Five ways Voice User Interface will change consumers’ lives by 2022

Voice User Interface (VUI), the speech activated platform that makes the interaction between humans and computers possible, is changing the world we live in; from the way we shop and manage our homes, to the way we book appointments and look after our children. This means that how brands communicate with their customers will have to dramatically change, according to a leading digital creative expert.

VUI could be soon be the dominant channel by which people encounter brands and services. Smartphone use as a result, will rapidly decline. As Apple celebrates breaking through the $900 billion mark following the launch of its iPhone X, this is a prospect that would make investors break out in a cold sweat.

Brands will have to ramp their understanding of VUI and find more innovative ways of attracting - and retaining - their customers. A fashion retailer, for example, could use VUI to answer a consumer’s question such as ‘what is on trend?’ or ‘what should I wear to a party?’ and supply the outfits accordingly.

VUI is already starting to take charge in our lives with Google Home and Amazon Echo being the leaders in the market. However, this is only the beginning of what is set to be a global technological phenomenon.

Jake Cooper, Executive Creative Director at, has listed five ways that VUI will start to change consumers’ lives in the next five years:

1. The best user interface is no visual interface

In many cases, the easiest, most frictionless, most human and most natural way to engage with any device or service will be by speaking to it.
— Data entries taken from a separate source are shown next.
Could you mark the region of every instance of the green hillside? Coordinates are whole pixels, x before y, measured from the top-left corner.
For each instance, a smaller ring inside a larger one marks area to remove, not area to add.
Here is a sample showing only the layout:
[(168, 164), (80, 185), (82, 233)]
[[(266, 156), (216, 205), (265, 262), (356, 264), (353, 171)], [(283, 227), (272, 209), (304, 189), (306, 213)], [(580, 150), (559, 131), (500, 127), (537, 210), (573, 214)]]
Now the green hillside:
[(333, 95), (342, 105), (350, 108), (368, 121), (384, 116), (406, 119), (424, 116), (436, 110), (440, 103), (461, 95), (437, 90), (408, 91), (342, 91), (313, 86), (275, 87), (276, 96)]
From the purely functional (‘turn on the light’) to the mainly playful (‘tell me a story’) with most things being in-between (‘what should I wear to the party’), voice interaction will be the leading way consumers will organise their lives.

However, the era of using elegant or compelling visual design or interface isn’t over and it doesn’t mean that text or images will be ruled out as a way consumers interact with a device, it just won’t be the main engagement.

2. Smartphones will be a smaller part of the story

It’s hard to imagine now, but consumers won’t be so critically dependent on their smartphones. The current era where the smartphone is dominant (and previous to that, the computer) is evolving to a time when consumers will be ‘speaking’ to various, sometimes invisible, cloud-based connected devices, in their homes, cars, and in the wider environment. Increasingly, they won’t even notice what they’re speaking to.

3. Intelligent brands and services merge

As voice becomes the default way we interact with services and brands, it will narrow the gap between the two. Brands will have to start packaging service design into what they offer So, for example, an apparel brand could extend into a fashion concierge service by suggesting the answers to consumers’ questions such as “Can I have a cheap version of what Cara Delevigne would wear?”

4. Human v computer - who am I speaking to?

As the machine learning and neural networks behind speech and voice interface develop, it will become increasingly difficult for consumers to tell if they are dealing with a human or not. This will have massive potential implications in everything from how we bank to how we care for children and older people – it could be a lifeline to those with limited mobility, a friend to those who are lonely and to act as a reminder to those in the early stages of dementia, for example.

Knowing whether you are dealing with a human or not doesn’t need to be regarded negatively, but there is an argument that ethically companies may need to declare if their software is human or not.

5. Giving brands a new voice

Globally, the presence of brands in the market has stayed basically unchanged throughout history, using design and copy as a way of communicating to consumers. The only real addition to this was the development of radio and then TV as storytelling formats, but that didn’t change what a brand was.

Because VUI will become the first way people encounter many brands, voice has the potential to become a primary expression of that brand.

Brand as voice means a persona, with a scripted verbal style, a certain pattern of speech and flavour of personality, delivered by an actor, and guided by artificial intelligence - the nearest example of this is Siri becoming a synecdoche for Apple; or Alexa for Amazon.

For creative agencies and brands, this means that a different set of skills and tools will come into play - some adaptations of old skills, like longer-form scriptwriting focussed on dialogue, perhaps from writers in film, television and radio; others much newer, like developers who can work with neural networks and machine learning.

Jake Cooper, Executive Creative Director at, says:

“Outside of Google, Siri and Alexa, voice and conversational interface may now seem a bit sci-fi, like ‘Ex Machina’ or Channel 4’s ‘Humans’. But it’s actually a really exciting era of new technology, which will transform the way people live, work and interact with their environment.”